Auf dieses Rennen freute ich mich schon ganz besonders, immerhin ist es mir in Rijeka immer gut gegangen. Aber bevor es losging mußte mir Dr. Dann noch einiges an Blut aus dem rechten Unterarm saugen.
Besonders lässig war die Tatsache das ich mich Albert Beichtbuchner (Honda-Cup Junioren Sieger 1996) begleitete. Es war eine Riesen Gaudi als wir die alte Zeiten nochmals aufleben liesen. Auch mit meinen Händen ging es immer besser. Die linke Hand konnte ich schon fast ganz ausstrecken, nur mit der rechten hatte ich noch Probleme. Den ganzen Freitag kümmerte ich mich mit Albert um eine gute Abstimmung für die Übersetzung und das Fahrwerk. Es war sehr heiß und so konnte man mit einem neuen Satz Reifen nur wenige schnelle Runden drehen. Ich merkte gleich in den ersten Runden das ich das Bike noch nicht so schnell bewegen kann wie ich mir das vorstelle. Speziell bei der Bergaufkurve vor der langen Gegengeraden war mein Körper noch viel zu langsam.

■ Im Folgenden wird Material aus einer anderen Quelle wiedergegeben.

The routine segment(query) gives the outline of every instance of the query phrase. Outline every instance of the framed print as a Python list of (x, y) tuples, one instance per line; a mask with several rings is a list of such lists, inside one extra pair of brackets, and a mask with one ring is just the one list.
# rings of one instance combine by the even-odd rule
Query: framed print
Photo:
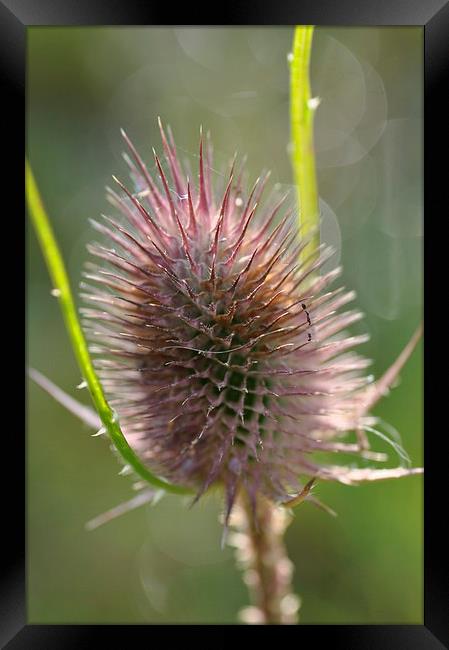
[(27, 215), (5, 647), (448, 643), (449, 11), (412, 4), (1, 5)]

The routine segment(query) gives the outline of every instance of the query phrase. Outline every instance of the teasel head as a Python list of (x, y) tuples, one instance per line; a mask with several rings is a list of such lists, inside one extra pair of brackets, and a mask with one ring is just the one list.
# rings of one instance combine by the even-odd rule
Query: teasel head
[(132, 184), (108, 189), (120, 216), (93, 222), (108, 243), (89, 246), (97, 262), (83, 291), (96, 366), (135, 453), (196, 498), (222, 487), (226, 518), (240, 491), (253, 508), (258, 495), (319, 503), (311, 477), (417, 471), (320, 462), (323, 452), (381, 459), (367, 413), (398, 367), (370, 385), (354, 352), (367, 337), (346, 331), (361, 314), (342, 310), (354, 293), (333, 288), (339, 269), (321, 271), (329, 248), (304, 255), (310, 236), (285, 198), (263, 200), (268, 175), (247, 189), (234, 160), (218, 187), (201, 136), (189, 179), (171, 131), (161, 136), (165, 162), (154, 153), (150, 173), (123, 132)]

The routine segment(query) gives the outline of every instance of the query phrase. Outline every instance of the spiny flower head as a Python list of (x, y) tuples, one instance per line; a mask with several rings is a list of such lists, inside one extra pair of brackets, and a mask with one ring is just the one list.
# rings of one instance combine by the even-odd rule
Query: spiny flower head
[(123, 133), (134, 187), (108, 190), (122, 218), (94, 222), (112, 247), (89, 246), (86, 273), (86, 329), (129, 444), (198, 496), (223, 486), (228, 516), (239, 489), (285, 501), (304, 475), (367, 478), (316, 460), (368, 453), (368, 361), (352, 351), (366, 337), (344, 333), (361, 315), (339, 311), (354, 294), (329, 290), (338, 269), (320, 274), (331, 251), (304, 258), (285, 199), (261, 201), (267, 175), (246, 193), (234, 161), (218, 190), (201, 138), (191, 182), (161, 134), (168, 173), (154, 154), (150, 174)]

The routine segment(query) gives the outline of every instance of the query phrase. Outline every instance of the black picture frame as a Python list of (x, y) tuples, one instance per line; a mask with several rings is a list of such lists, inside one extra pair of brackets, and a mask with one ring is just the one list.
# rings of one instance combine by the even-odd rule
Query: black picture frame
[[(447, 143), (447, 89), (449, 60), (449, 2), (446, 0), (285, 0), (283, 3), (247, 2), (221, 3), (214, 6), (215, 16), (201, 8), (195, 16), (195, 5), (167, 7), (150, 0), (0, 0), (0, 69), (4, 79), (3, 136), (11, 134), (11, 144), (6, 146), (6, 183), (3, 196), (12, 198), (12, 206), (5, 211), (3, 229), (7, 229), (8, 248), (12, 244), (10, 224), (21, 223), (18, 214), (24, 209), (23, 192), (19, 189), (23, 176), (23, 148), (25, 105), (25, 55), (27, 28), (35, 25), (164, 25), (174, 16), (178, 24), (248, 24), (248, 25), (415, 25), (424, 28), (425, 50), (425, 126), (424, 126), (424, 181), (425, 181), (425, 593), (424, 625), (325, 625), (284, 626), (277, 634), (293, 634), (297, 647), (319, 647), (326, 643), (332, 647), (370, 648), (383, 650), (404, 648), (407, 650), (449, 647), (449, 587), (447, 581), (447, 536), (442, 534), (444, 511), (447, 511), (445, 469), (447, 460), (442, 452), (442, 437), (446, 437), (443, 413), (444, 393), (447, 382), (439, 380), (438, 369), (442, 364), (441, 349), (446, 341), (444, 293), (439, 290), (438, 280), (444, 278), (445, 238), (439, 236), (441, 222), (446, 218), (447, 165), (438, 163), (438, 152), (448, 151)], [(211, 13), (211, 12), (210, 12)], [(197, 23), (195, 18), (199, 18)], [(209, 20), (209, 22), (207, 22)], [(201, 23), (201, 21), (203, 21)], [(6, 128), (5, 128), (6, 127)], [(23, 139), (22, 139), (23, 138)], [(9, 178), (10, 176), (10, 178)], [(20, 179), (20, 180), (19, 180)], [(16, 205), (15, 205), (16, 203)], [(15, 209), (16, 208), (16, 209)], [(8, 219), (8, 221), (6, 221)], [(22, 250), (23, 233), (19, 227), (17, 250)], [(11, 239), (10, 239), (11, 238)], [(439, 248), (441, 247), (441, 249)], [(446, 253), (447, 256), (447, 253)], [(18, 269), (8, 266), (17, 282)], [(5, 270), (4, 270), (5, 272)], [(8, 286), (11, 290), (11, 284)], [(15, 289), (13, 293), (18, 293)], [(436, 298), (436, 299), (435, 299)], [(9, 300), (9, 298), (7, 298)], [(5, 300), (5, 297), (3, 297)], [(9, 309), (9, 307), (8, 307)], [(443, 310), (443, 311), (442, 311)], [(5, 311), (2, 310), (5, 314)], [(15, 314), (19, 313), (16, 311)], [(2, 340), (11, 339), (11, 319), (7, 320), (7, 332)], [(13, 318), (13, 322), (15, 319)], [(21, 338), (20, 328), (16, 327)], [(6, 338), (7, 337), (7, 338)], [(23, 339), (22, 339), (23, 340)], [(17, 342), (20, 346), (19, 341)], [(11, 342), (12, 345), (12, 342)], [(437, 348), (437, 345), (439, 347)], [(17, 349), (20, 349), (18, 347)], [(437, 352), (438, 349), (438, 352)], [(438, 354), (439, 364), (436, 362)], [(6, 360), (4, 363), (7, 363)], [(14, 362), (20, 373), (20, 364)], [(444, 367), (444, 366), (443, 366)], [(9, 378), (8, 371), (8, 378)], [(12, 377), (12, 376), (11, 376)], [(18, 376), (15, 386), (21, 385)], [(11, 382), (13, 379), (11, 378)], [(11, 394), (16, 392), (12, 388)], [(3, 393), (8, 397), (8, 390)], [(9, 399), (9, 398), (8, 398)], [(18, 426), (17, 410), (4, 406), (3, 465), (11, 469), (11, 476), (2, 472), (3, 488), (2, 526), (2, 578), (0, 585), (0, 643), (11, 650), (18, 648), (90, 648), (106, 642), (111, 634), (114, 643), (128, 648), (140, 636), (149, 646), (155, 626), (65, 626), (26, 624), (25, 580), (25, 436)], [(442, 419), (442, 418), (441, 418)], [(12, 435), (14, 434), (14, 435)], [(5, 442), (4, 442), (5, 444)], [(6, 512), (5, 512), (6, 511)], [(186, 626), (157, 626), (164, 628), (164, 643), (171, 644), (172, 637), (186, 642)], [(189, 626), (195, 627), (195, 626)], [(183, 629), (179, 629), (183, 628)], [(204, 629), (206, 628), (206, 629)], [(198, 639), (202, 644), (214, 643), (213, 647), (229, 644), (234, 626), (201, 626)], [(259, 628), (239, 626), (240, 638), (253, 642)], [(266, 628), (265, 628), (266, 630)], [(235, 630), (234, 630), (235, 631)], [(312, 645), (313, 644), (313, 645)]]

Am Samstag war ich nach beiden Zeittrainings an vierter Stelle. Ich war nicht sonderlich beunruhigt weil ich noch einige Reserven für das Rennen hatte.
Am Sonntag war die Wetterlage alles andere als einfach. Regen-Sonne-Regen-Sonne usw.
Ich entschied mich mit Regenreifen an den Start zu gehen. Doch schon in der Einführungsrunde wußte ich das ich mit meiner Reifenwahl ganz tief in die Scheiße gegriffen habe. Weil ich zu spät zur Startaufstellung kam konnten wir die Reifen nicht mehr wechseln, und so hatte ich das Rennen schon verloren ohne das es überhaupt begonnen hatte. Ich konzentrierte mich auf einen guten Start und hoffte das es wieder zu regnen beginnt. Gleich in der ersten Kurve konnte ich die Führung übernehmen und hatte nach der ersten Runde schon 4sec. vorsprung. Auch in der zweiten Runde konnte ich meine Führung noch ausbauen. Doch dann war der Regenreifen-Schmeh zu ende. Ich wurde von den anderen Fahrern aufgesaugt und nach hinten durchgereicht. Es war schrecklich nichts machen zu können. Gegen Ende des Rennens hatte ich angst das es mir den Reifen zerfetzt und fuhr an die Box. Als ich durch die Box fuhr stellte sich ein Italienischer Mechaniker auf die Boxenstrasse und hat mir Aplaus gespendet. Warscheinlich hat er mitbekommen wie ich mit den Regenreifen auf der trockenen Fahrbahn gekämpft habe. Eine nette Geste die es von einem Österreicher wohl nie geben wird.
Ich fuhr zu unserem LKW und zog mir das Leder aus. In diesem Moment fing es zu Regnen an. Verhext-ich schwöre ich bin verhext.